With all the coughing and sneezing going around you’d think we were in the middle of a horrible flu year.
We are.
Blame it on the strain.
“The strain of the flu that’s going around has chemical properties that make it more formidable,” says Dr. Edward Rensimer, a Houston-based expert in infectious disease.
For the past several years the variety of virus being spread annually was known as “B” strain. The vaccines you’ve been faithfully getting each fall have been inoculating you against the worst damage most types of B strain flu will do to you.
“There is some difference in the actual type of flu going around than our immune systems have been conditioned to over the past few years with the flu vaccines we’ve been giving for the last six years,” he says.
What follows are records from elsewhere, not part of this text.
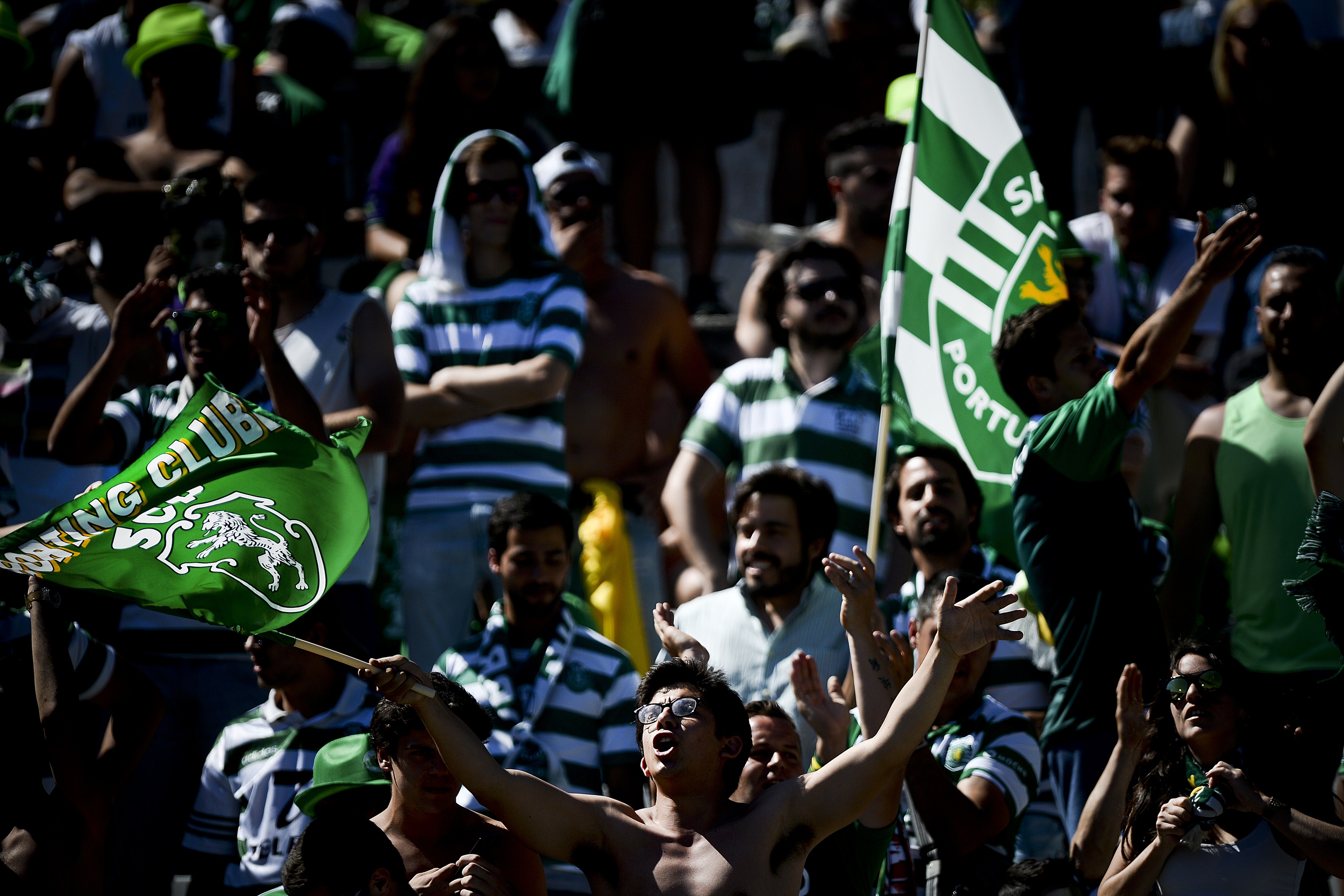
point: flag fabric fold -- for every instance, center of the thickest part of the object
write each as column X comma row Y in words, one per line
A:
column 970, row 246
column 233, row 516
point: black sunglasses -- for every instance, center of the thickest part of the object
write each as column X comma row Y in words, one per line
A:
column 1209, row 683
column 682, row 707
column 842, row 287
column 185, row 322
column 287, row 230
column 483, row 191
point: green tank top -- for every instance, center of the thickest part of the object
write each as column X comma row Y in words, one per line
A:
column 1265, row 491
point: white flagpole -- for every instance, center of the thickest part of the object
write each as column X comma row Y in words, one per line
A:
column 892, row 289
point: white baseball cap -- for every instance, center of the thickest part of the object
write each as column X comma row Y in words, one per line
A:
column 566, row 159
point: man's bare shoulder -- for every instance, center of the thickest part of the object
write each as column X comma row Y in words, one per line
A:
column 1209, row 425
column 648, row 285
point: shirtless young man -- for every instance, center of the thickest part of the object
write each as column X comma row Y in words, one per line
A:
column 694, row 840
column 638, row 331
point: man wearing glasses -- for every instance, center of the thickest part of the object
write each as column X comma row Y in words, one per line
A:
column 694, row 743
column 202, row 670
column 341, row 346
column 804, row 406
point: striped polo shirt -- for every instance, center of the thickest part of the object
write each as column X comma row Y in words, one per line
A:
column 759, row 414
column 144, row 414
column 259, row 765
column 757, row 662
column 540, row 311
column 583, row 686
column 993, row 742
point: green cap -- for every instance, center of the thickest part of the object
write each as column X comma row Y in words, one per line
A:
column 342, row 765
column 901, row 98
column 1068, row 245
column 179, row 25
column 10, row 31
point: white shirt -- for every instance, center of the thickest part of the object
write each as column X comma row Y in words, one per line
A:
column 757, row 662
column 318, row 347
column 1107, row 307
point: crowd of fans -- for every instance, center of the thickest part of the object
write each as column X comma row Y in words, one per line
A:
column 624, row 553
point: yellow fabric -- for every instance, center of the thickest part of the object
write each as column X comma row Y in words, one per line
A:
column 610, row 573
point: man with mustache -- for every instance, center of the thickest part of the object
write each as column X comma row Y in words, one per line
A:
column 562, row 696
column 783, row 519
column 806, row 406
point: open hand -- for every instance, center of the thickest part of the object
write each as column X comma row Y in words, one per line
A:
column 394, row 678
column 964, row 627
column 1131, row 718
column 142, row 312
column 1244, row 795
column 1174, row 820
column 855, row 580
column 261, row 313
column 677, row 643
column 823, row 709
column 1224, row 252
For whatever reason, this year, we’re not only getting strain A, it’s an H3 kind of strain A, known to cause more serious cases. And we don’t really have a wide reservoir of antibodies prepared to cope with the onslaught. Cough. Cough. Oh, the agony of it all.
“This year is going to a radical departure, with both children and deaths of people you don’t expect, and I think we’re going to see a spike in flu related mortality,” Dr. Rensimer tells KTRH News.
The only positive thing is that Strain A responds very well to Tamiflu, a prescription medication that can mediate the severity of symptoms if taken at the beginning of onset, so it’s worth knowing the symptoms of flu so that you can catch it early.